| Outcome | Probability | Yes Bid | Yes Ask | 24h Change | Volume | |
|---|---|---|---|---|---|---|
| Rain in NYC | 0% | 0¢ | 0¢ | — | $0 | Trade → |
This market asks whether measurable rain will fall in New York City on March 17, 2026. The outcome matters for event planners, commuters, and traders hedging weather exposure.
March is a transitional month in the Northeast when late-winter storms, coastal systems, and early spring disturbances can all produce precipitation in NYC. Forecast certainty increases substantially in the days before the date as short-range models and observations converge. The market closes and resolves according to the exchange's published event text and designated observation sources (closes: TBD).
Market prices summarize the collective expectation that measurable rain will occur on the specified date; they update as forecast models, satellite/radar observations, and synoptic analyses change. Prices are a real-time signal of belief, not a guarantee of the meteorological outcome.
Resolution follows the exchange's official event text and designated data source; typically the market uses recorded precipitation at the specified observing station and a stated measurable-precipitation criterion. Check the market's event page for the precise definition and threshold.

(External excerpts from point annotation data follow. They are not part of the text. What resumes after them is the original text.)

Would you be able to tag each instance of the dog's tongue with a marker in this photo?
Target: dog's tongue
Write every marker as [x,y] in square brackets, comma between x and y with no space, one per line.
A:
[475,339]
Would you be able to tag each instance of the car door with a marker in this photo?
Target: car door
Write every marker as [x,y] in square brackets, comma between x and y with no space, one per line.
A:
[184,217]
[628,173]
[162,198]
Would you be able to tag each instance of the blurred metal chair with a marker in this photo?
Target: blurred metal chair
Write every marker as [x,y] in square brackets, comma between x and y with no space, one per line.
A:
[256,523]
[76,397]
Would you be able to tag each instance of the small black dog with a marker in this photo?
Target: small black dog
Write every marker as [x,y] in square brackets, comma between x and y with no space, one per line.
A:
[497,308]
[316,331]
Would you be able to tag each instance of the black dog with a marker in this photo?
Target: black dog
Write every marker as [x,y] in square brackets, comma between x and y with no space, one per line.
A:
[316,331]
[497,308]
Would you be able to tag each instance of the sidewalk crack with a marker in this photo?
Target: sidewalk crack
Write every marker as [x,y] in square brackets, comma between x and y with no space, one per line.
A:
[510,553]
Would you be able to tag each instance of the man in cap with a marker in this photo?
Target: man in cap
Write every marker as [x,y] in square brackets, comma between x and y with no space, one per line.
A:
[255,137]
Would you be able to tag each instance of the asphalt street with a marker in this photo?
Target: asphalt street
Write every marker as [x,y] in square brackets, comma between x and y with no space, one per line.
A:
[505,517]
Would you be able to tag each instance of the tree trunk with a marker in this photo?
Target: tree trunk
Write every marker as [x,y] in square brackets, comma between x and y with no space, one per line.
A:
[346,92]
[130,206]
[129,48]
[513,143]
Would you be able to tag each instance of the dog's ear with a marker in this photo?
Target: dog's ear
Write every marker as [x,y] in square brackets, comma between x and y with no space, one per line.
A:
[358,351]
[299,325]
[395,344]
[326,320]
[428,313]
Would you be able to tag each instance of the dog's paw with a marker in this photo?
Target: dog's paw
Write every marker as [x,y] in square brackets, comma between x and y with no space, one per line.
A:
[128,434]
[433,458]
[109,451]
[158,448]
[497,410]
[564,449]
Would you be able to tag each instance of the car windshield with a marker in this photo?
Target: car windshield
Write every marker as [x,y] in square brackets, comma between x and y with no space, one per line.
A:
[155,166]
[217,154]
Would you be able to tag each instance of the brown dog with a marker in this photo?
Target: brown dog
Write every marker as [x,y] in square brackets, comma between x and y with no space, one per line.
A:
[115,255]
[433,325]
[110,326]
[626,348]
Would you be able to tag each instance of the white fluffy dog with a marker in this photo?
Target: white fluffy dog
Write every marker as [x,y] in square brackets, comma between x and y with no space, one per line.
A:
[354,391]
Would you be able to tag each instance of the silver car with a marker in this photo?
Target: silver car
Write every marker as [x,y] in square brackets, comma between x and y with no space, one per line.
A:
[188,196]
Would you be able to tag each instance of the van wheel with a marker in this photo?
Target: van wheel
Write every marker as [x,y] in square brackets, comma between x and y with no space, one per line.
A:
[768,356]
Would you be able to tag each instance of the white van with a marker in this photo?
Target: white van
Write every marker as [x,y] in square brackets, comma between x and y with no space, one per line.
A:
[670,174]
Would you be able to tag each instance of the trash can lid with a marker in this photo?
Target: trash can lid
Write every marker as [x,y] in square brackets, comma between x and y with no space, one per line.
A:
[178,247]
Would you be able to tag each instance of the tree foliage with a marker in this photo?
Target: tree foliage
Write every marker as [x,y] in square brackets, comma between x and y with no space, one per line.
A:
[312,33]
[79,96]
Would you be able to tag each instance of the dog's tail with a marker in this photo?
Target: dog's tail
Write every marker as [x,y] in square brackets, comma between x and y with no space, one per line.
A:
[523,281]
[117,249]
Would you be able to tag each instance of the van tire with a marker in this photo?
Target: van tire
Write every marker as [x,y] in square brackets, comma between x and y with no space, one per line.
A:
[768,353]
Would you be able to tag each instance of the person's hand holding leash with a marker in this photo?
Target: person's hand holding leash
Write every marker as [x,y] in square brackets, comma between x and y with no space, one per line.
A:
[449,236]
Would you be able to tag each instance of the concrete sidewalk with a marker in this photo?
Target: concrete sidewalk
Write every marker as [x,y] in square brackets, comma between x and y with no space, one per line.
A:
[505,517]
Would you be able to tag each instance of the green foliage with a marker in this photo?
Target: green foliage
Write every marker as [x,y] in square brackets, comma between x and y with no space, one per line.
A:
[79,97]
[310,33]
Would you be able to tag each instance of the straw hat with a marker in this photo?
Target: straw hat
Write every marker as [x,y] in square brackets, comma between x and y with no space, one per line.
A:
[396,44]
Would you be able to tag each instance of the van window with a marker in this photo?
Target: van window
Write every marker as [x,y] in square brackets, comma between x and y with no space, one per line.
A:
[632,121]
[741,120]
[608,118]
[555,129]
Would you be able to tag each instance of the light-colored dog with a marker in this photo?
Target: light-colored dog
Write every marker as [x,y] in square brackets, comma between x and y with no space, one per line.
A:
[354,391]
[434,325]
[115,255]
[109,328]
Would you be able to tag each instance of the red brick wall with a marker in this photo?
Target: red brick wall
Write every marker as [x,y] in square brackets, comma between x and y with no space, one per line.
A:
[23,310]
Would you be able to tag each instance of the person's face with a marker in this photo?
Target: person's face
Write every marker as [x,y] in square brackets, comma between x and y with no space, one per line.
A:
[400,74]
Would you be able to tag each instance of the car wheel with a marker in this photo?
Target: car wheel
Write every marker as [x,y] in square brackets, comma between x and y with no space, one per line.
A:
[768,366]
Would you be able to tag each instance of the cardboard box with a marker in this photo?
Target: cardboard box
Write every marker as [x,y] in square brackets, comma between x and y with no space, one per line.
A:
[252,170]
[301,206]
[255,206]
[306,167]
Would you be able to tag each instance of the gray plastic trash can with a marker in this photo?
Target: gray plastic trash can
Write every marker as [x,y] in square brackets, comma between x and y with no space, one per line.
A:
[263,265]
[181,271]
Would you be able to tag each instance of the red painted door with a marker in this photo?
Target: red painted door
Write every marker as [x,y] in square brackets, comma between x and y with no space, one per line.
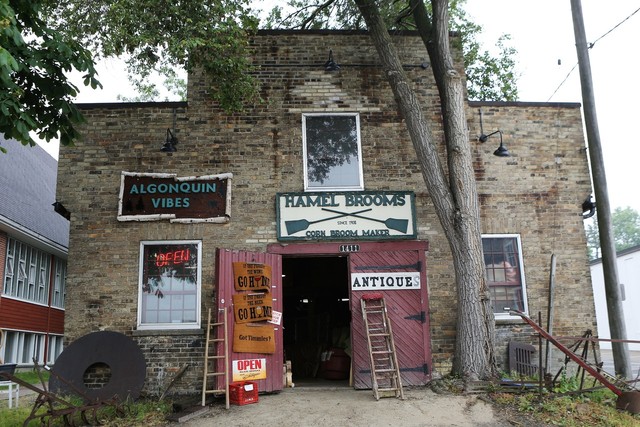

The exchange will list the official reporting station(s) or data provider on the market page or rulebook (for example, a National Weather Service station or an airport METAR). Refer to that specified source for the authoritative record.
The market uses the time window defined in its event text; if not explicitly stated, many weather markets use the local calendar day (00:00–23:59 local time). Confirm the exact resolution window on the event page.
That depends on the market's resolution language. Some markets count any liquid-equivalent precipitation while others require precipitation explicitly classified as rain. Check the event's rules and the reporting station's precipitation categories.
Short-range forecast model runs, ensemble spread, radar and satellite observations, and surface reports all influence traders' expectations; as a result, market prices typically move and volatility often declines as the date nears and model agreement improves.